Directors Eduard Plietzsch (1919-1935) and Kurt Benedict (1923-1933) headed the branches van Diemen and Dr. Benedict & Co. Until 1929 these two galleries, together with Altkunst Antiquitätene and Dr Otto Burchard & Co. belonged to Albert Loeske's Margraf group before being inherited by its employees Jacob and Rosa Oppenheimer.

=== Aryanization in 1933 in Nazi Germany ===
When the Nazis came to power in 1933, however, the Oppenheimers were banned as Jews from managing the Margraf group, which came under the control of a Nazi administrator named Bolko von Richthofen, "a zealous Nazi and close acquaintance of Herman Göring".

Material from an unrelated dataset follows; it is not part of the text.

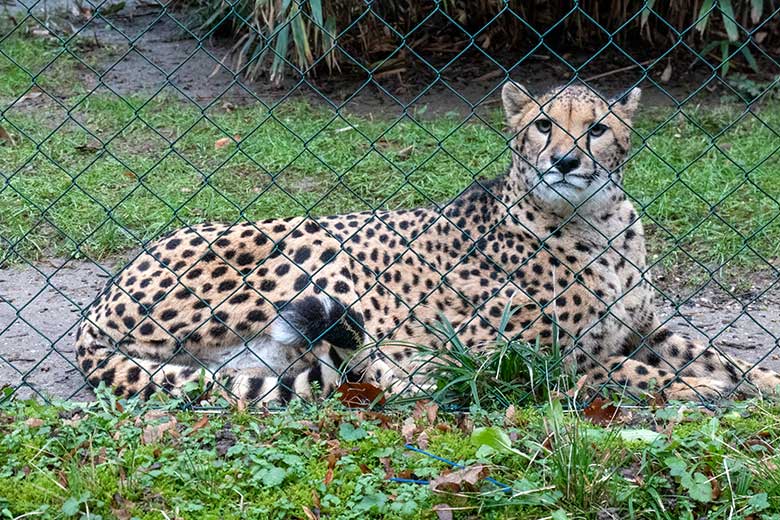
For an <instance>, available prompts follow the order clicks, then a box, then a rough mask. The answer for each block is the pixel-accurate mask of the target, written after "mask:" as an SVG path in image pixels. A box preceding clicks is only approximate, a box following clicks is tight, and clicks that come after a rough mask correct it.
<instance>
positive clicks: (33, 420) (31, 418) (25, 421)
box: [24, 417, 43, 428]
mask: <svg viewBox="0 0 780 520" xmlns="http://www.w3.org/2000/svg"><path fill="white" fill-rule="evenodd" d="M24 424H26V425H27V426H29V427H30V428H40V427H41V426H43V421H42V420H41V419H38V418H37V417H30V418H29V419H27V420H26V421H24Z"/></svg>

The Berlin Galleries (van Diemen, Dr Benedict & Co., Dr Otto Burchard & Co and Altkunst Antiquitäten) were liquidated by the National Socialists in 1935 and the artworks auctioned off at the Paul Graupe auction house.

=== Murder of Rosa Oppenheimer in the Holocaust ===
Rosa and Jacob Oppenheimer fled to France in 1933 as refugees. Jakob died in Nice in 1941 and Rosa was interned in the French Drancy concentration camp, then deported to Auschwitz where she perished on 2 November 1943.

=== Merger of the New York branch with Lilienfeld Gallery ===
In 1935, the New York branch merged with the Lilienfeld Gallery, under its founder Karl Lilienfeld, who had immigrated from Germany to New York. It was called the van Diemen-Lilienfeld Gallery until the mid-1960s.

== Nazi-looted art and claims for restitution ==
Numerous claims for restitution have been filed in connection with the Nazi persecution Galerie Van Diemen, the Oppenheimers and the Margraf group. A few include:

- National Gallery of Ireland: 9 October 2017: Restitution claims for three paintings, two by the heirs of Rosa and Jakob Oppenheimer of Berlin, owners of the Margraf group, and one by the heirs of Alfred Weinberger
- In 2000 the painting Bildnis der Marchesa Veronica Spinola Doria (Portrait of the Marchesa Veronica Spinola Doria )(1607-8) by Rubens which was in the museum's collection was claimed by a French legal firm on behalf of the community of heirs of Jacob and Rosa Oppenheimer.
- In 2009, Hearst Castle in San Simeon restituted three artworks to the Oppenheimer heirs.